In a world inundated with digital streaming services and AI-driven algorithms, radio continues to hold its ground as a significant medium for connecting people to music and real personalities. The recently published Jacobs Media Techsurvey 2024 report sheds light on the enduring appeal of radio, emphasizing that at its core, people tune in for the connections they feel with radio DJs and personalities; and music trumps all other formats.

One of the standout findings of the report is the strong preference for real human voices over AI personalities and algorithm-generated playlists. Listeners value the authenticity and spontaneity that radio hosts bring to the table, creating a sense of familiarity and connection that cannot be replicated by technology. This human touch serves as a unique selling point for radio in an increasingly digital landscape.

Passing the mic for a quick moment to a couple colleagues articulating the importance of connecting with community around music and the edge we can have in public and community radio:

Public media plays a crucial role in music discovery for communities around the world. The long legacy of trust that stations grow and nurture is fed by the dynamic and meaningful music we play. The vibrancy and diversity of programming, intentional relationships with the artists and their fans, and grassroots music movements creates and fosters a level of community engagement that is so rare and so special. I continue to applaud the work our community supported stations do to champion the creative community, enrich listening experiences, and provide gathering spaces for exploration and innovation.

Nikki Swarn, General Manager
89.3 KUVO & 104.7 THE DROP
Rocky Mountain Public Media

Public and community radio are also essential to many artists who rely on us to expose listeners to their music, be they local performers or nationally touring acts, emerging or established artists. Being heard on a public or community radio station (or at a station-sponsored concert) really matters to musicians, as well as concert venues across the country, large and small. And having a musician perform live on the radio is simply magical. I can’t imagine the field of music without public and community radio.

Matt Murphy, General Manager
89.9 FM – WERU Community Radio

One of the most intriguing takeaways from the Techsurvey report is the disparity between the perception of radio’s relevance and its actual listenership. Despite common beliefs about the decline of FM and AM radio, the data paints a different picture.

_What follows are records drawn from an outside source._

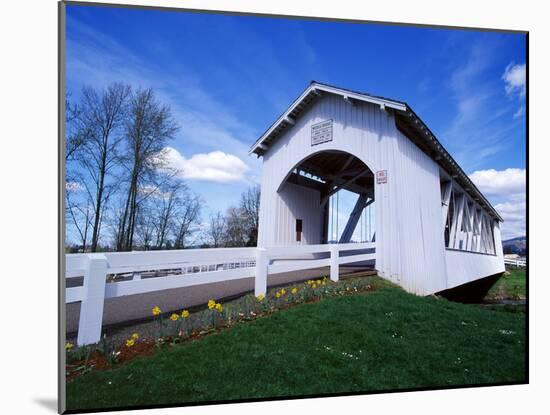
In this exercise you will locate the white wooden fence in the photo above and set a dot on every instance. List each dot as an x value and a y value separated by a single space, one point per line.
520 263
116 274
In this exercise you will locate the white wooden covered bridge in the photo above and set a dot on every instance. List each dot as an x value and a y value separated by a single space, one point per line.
418 219
434 230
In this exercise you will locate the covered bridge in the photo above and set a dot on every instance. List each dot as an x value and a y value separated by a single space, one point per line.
433 229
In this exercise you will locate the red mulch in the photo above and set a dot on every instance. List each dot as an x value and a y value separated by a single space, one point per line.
97 361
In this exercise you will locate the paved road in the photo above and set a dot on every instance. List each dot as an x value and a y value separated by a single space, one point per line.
137 307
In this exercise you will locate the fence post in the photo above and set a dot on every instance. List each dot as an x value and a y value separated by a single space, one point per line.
334 262
91 307
260 279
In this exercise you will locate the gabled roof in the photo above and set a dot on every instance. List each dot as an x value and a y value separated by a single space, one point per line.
406 119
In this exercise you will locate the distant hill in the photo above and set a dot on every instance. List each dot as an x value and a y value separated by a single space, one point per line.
515 246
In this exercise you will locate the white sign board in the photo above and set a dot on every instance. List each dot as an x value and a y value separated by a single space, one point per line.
321 132
381 176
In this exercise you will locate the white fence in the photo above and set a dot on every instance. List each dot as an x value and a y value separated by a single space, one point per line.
521 263
116 274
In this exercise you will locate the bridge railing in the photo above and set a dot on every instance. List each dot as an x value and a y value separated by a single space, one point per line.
117 274
519 263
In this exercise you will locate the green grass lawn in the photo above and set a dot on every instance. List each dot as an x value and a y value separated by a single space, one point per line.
510 286
386 339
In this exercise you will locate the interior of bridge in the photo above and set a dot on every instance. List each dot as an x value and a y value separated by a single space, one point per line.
346 187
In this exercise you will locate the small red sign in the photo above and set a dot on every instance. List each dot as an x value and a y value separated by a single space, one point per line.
381 176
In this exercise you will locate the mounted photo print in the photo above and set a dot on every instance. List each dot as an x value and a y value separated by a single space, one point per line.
264 207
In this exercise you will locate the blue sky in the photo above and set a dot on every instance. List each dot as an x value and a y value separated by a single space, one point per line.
227 78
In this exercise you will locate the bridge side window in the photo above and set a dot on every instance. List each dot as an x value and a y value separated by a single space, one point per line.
298 230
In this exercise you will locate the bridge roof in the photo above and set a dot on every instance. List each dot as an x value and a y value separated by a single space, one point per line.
407 121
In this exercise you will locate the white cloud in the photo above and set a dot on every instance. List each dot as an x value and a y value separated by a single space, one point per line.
504 183
513 214
215 166
73 186
519 113
514 79
509 187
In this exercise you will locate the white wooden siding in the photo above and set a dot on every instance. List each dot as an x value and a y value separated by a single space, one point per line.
409 234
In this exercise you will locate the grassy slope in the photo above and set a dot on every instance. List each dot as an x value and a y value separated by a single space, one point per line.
509 286
390 339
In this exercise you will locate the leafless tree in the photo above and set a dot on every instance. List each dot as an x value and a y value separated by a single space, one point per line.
236 231
250 207
100 119
81 215
145 227
216 230
187 216
74 134
148 128
165 208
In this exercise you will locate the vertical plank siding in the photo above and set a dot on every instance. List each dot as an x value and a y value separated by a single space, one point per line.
410 245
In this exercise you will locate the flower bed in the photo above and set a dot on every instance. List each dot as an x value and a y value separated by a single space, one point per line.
184 326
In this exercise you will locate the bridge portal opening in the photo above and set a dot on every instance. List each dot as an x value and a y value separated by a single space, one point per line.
330 199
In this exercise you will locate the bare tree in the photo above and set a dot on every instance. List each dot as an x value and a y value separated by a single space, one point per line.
148 127
145 227
187 215
236 231
100 118
81 215
165 208
75 135
216 230
250 206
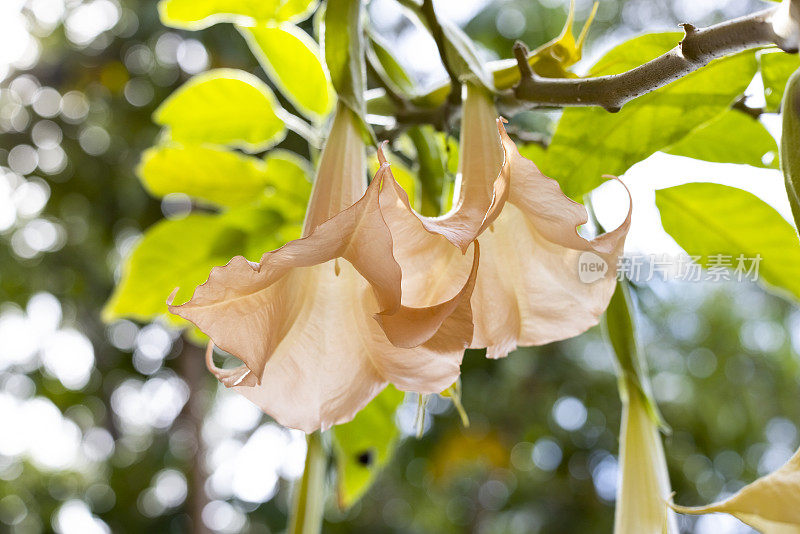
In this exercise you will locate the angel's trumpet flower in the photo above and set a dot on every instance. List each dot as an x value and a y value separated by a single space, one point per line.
530 289
644 488
319 323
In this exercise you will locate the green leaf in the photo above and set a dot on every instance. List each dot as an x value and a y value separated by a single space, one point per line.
296 10
364 446
343 51
790 144
211 174
432 169
710 219
733 137
290 175
177 253
390 68
199 14
631 365
221 177
776 68
590 142
292 60
226 107
463 56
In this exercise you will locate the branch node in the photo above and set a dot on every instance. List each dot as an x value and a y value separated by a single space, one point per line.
521 53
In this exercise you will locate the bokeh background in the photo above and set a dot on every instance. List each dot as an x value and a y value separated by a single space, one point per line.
118 428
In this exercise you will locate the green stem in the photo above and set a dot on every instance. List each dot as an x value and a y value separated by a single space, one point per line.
309 499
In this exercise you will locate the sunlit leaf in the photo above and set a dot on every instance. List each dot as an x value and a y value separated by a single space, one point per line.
222 177
199 14
733 137
769 504
363 446
590 142
790 144
463 55
226 107
292 60
176 253
709 220
207 173
776 68
343 46
392 71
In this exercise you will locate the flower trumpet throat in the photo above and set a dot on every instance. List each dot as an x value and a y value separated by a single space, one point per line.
528 289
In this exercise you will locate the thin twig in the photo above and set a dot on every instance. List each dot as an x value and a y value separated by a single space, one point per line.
697 49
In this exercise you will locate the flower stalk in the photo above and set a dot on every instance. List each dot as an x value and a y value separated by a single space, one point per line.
309 499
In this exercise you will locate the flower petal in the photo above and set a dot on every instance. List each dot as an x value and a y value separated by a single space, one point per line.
248 309
530 290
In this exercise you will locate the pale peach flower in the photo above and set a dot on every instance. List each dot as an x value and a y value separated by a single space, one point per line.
321 324
529 289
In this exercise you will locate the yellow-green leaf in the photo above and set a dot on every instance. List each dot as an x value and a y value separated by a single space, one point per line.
769 504
228 179
172 253
292 60
363 446
717 222
226 107
211 174
733 137
790 144
199 14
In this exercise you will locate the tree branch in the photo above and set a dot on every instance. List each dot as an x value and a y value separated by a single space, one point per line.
697 49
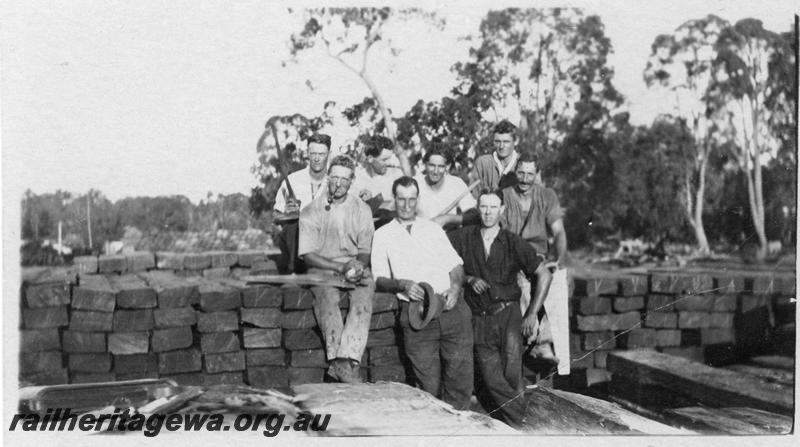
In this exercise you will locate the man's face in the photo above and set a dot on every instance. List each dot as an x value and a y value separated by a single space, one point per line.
527 173
381 162
339 179
405 202
435 169
491 208
503 144
317 157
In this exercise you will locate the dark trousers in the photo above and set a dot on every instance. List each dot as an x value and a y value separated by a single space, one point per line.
286 240
498 354
441 354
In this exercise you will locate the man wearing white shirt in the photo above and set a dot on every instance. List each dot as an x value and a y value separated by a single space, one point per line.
376 177
438 189
496 170
408 251
307 185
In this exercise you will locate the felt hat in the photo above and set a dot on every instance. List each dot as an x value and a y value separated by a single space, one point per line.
420 313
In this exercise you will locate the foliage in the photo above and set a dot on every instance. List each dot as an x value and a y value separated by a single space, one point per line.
649 167
753 88
150 215
547 66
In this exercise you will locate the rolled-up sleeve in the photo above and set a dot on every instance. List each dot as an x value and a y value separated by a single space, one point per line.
366 230
448 255
554 210
280 200
379 258
527 256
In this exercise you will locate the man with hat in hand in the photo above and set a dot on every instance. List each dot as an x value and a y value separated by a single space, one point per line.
336 232
412 257
492 259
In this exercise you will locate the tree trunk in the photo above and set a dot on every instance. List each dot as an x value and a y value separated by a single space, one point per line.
699 229
755 189
387 116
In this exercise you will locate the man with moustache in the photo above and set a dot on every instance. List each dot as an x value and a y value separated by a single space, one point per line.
409 251
374 180
438 189
336 233
307 185
493 257
495 170
530 211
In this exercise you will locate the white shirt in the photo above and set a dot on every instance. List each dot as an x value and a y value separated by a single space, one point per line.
424 255
512 162
305 189
432 203
379 184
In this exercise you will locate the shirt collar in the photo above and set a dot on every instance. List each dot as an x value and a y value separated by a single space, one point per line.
505 170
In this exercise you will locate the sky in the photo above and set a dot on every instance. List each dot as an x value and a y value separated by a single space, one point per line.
161 98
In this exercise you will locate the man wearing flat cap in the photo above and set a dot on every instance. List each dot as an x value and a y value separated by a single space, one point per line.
413 258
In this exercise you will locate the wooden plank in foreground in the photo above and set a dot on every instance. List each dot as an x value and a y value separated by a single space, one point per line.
732 421
636 424
781 376
714 387
390 408
773 361
306 279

A significant portion of the population still tunes in to traditional radio, underscoring its enduring popularity and influence. FM & AM radio outperforms listening to satellite radio and podcasts!  (See the slide earlier in this presentation.)

As we reflect on these findings, it becomes apparent that radio’s strength lies in its ability to foster connections – connections between listeners and music, between listeners and radio personalities, and even between listeners and their vehicles. The medium continues to serve as a bridge that brings people together through shared experiences and shared love for music.

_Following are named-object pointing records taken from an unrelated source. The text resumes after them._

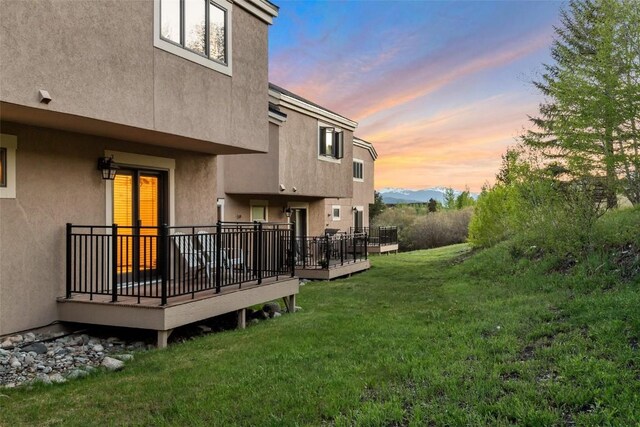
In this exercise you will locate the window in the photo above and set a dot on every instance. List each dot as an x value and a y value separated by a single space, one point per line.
331 142
358 170
335 212
259 211
8 146
198 30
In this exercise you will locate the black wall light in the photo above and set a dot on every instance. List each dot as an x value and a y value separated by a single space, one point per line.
109 170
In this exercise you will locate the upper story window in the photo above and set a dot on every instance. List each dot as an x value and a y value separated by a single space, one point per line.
335 212
259 210
358 170
197 30
331 143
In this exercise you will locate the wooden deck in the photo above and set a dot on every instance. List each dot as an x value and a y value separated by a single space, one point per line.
334 271
179 311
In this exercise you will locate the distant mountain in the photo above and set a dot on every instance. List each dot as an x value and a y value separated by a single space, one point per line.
395 196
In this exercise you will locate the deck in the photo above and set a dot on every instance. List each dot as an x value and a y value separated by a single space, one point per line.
179 310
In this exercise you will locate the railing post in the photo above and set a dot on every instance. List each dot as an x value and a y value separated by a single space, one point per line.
260 253
114 263
68 272
327 249
218 256
254 250
164 259
303 241
366 246
353 243
292 257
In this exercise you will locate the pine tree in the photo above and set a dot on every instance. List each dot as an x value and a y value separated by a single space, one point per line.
588 124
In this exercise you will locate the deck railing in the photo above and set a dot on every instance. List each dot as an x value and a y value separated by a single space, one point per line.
379 236
330 251
165 262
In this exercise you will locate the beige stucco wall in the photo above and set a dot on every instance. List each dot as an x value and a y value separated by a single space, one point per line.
97 60
292 161
57 182
253 173
363 191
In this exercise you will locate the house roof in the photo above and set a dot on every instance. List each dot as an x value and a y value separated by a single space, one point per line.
366 145
290 94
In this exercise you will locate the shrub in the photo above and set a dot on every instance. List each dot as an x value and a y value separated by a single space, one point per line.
419 229
440 229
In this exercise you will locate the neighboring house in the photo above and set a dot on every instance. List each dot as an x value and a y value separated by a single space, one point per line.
161 88
315 174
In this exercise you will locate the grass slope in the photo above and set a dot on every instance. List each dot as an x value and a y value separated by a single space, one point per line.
423 338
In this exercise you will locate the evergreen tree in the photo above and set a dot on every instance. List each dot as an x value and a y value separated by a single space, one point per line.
377 207
588 124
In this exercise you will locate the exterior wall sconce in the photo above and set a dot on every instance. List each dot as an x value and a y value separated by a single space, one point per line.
108 169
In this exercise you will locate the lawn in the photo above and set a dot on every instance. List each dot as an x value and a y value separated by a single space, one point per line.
438 337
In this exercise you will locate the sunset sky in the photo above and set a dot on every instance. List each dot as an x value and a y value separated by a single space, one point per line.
440 88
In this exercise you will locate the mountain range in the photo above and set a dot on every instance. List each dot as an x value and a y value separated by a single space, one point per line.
402 195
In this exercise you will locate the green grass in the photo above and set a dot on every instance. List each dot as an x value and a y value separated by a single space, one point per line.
438 337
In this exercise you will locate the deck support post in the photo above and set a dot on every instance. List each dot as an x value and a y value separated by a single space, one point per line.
163 338
242 318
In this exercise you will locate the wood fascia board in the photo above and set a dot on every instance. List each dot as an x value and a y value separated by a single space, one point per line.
310 110
261 9
367 146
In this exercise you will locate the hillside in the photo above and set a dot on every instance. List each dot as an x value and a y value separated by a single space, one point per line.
437 337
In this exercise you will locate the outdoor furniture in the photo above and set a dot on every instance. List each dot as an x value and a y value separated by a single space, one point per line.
193 259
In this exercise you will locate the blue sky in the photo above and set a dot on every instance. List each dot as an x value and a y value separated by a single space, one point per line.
441 88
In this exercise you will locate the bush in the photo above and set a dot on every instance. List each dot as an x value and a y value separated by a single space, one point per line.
419 229
440 229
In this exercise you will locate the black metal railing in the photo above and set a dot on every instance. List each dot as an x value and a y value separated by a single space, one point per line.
330 251
379 236
164 262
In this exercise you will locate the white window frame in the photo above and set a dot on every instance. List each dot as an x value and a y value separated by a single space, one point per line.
185 53
333 212
327 157
262 203
10 143
142 161
220 204
362 169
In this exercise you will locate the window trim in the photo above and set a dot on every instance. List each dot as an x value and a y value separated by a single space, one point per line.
10 143
142 161
361 162
333 213
190 55
262 203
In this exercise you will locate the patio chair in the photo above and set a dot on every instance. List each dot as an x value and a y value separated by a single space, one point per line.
230 259
194 259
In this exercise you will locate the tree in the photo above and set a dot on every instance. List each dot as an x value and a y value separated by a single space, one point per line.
377 207
588 124
449 200
464 199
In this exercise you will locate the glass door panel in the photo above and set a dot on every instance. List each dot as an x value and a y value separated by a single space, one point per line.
148 205
123 217
137 205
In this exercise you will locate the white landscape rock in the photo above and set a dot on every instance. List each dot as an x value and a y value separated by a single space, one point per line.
112 364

So, to all the skeptics and naysayers who underestimate the power of radio in the digital age, the Techsurvey report serves as a reality check. Radio is not just surviving; it is really doing okay – which means, we, those in radio, are doing okay. Thanks to its unique ability to provide a blend of music, companionship, and authenticity that resonates with audiences of all ages – again, Fred can share the data, this is important fact-based news. This is not a call to rest on our laurels – we must continue to innovate and connect with audiences of all ages. Yet, for today, let us appreciate the magic of radio for what it truly is – a timeless medium that keeps us connected in a fast-paced world.

Thank you Jacobs Media for a much-needed reality-check!